Reforming the hearsay laws should be a matter of priority

Consultations have been promised each of the last three years but have never happened, and much needed reforms have stalled. It’s time to end the cycle of inaction

PUBLISHED : Saturday, 05 November, 2016, 1:26am
UPDATED : Saturday, 05 November, 2016, 1:26am

Justice delayed is justice denied, it is often said. The same is sometimes true when legal reforms lag. The decision by the Department of Justice to drop its prosecution of former nursing home boss Cheung Kin-wah, who was accused of unlawful sex with a mentally disabled woman, understandably prompted public anger and bemusement. Key to that decision was the inability of the alleged victim to give live evidence in court. That meant the evidence against Cheung was too weak to proceed with a trial.
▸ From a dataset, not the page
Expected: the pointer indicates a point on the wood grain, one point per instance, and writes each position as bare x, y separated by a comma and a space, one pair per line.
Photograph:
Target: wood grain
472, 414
The outcome might have been different if proposals put forward by the Law Reform Commission in 2009 had been implemented. It called for changes to the hearsay rule which prevents, in most cases, witnesses giving evidence about things they have been told. A liberalisation of this rule was proposed by the Commission, so that hearsay evidence which is necessary and reliable can be used. This might apply, it said, where a person cannot give evidence because of mental disability.

Care home abuse case may prompt reforms to city’s criminal evidence rules

Director of Public Prosecutions Keith Yeung Ka-hung SC stated after the controversy over Cheung’s case that the Department of Justice is preparing a draft bill for reforming the hearsay rule and planning a consultation. This is encouraging. However, the department said exactly the same in 2013, 2014, 2015 and earlier this year. The reality is that, each year, a consultation has been promised but not delivered. The reforms have been allowed to stall. We should not be surprised. Carefully considered Law Reform Commission reports often sit on the shelf gathering dust. If they are implemented, they frequently take many years to become law.

Certainly, the proposals tend to involve complex legal matters which require consultation and law drafting. This takes time. But there is a need for a greater urgency in considering and implementing the commission’s suggestions.

There must be no further delay to the reform of hearsay laws. The long-awaited consultation should take place by the end of this year, with legislative amendments to swiftly follow.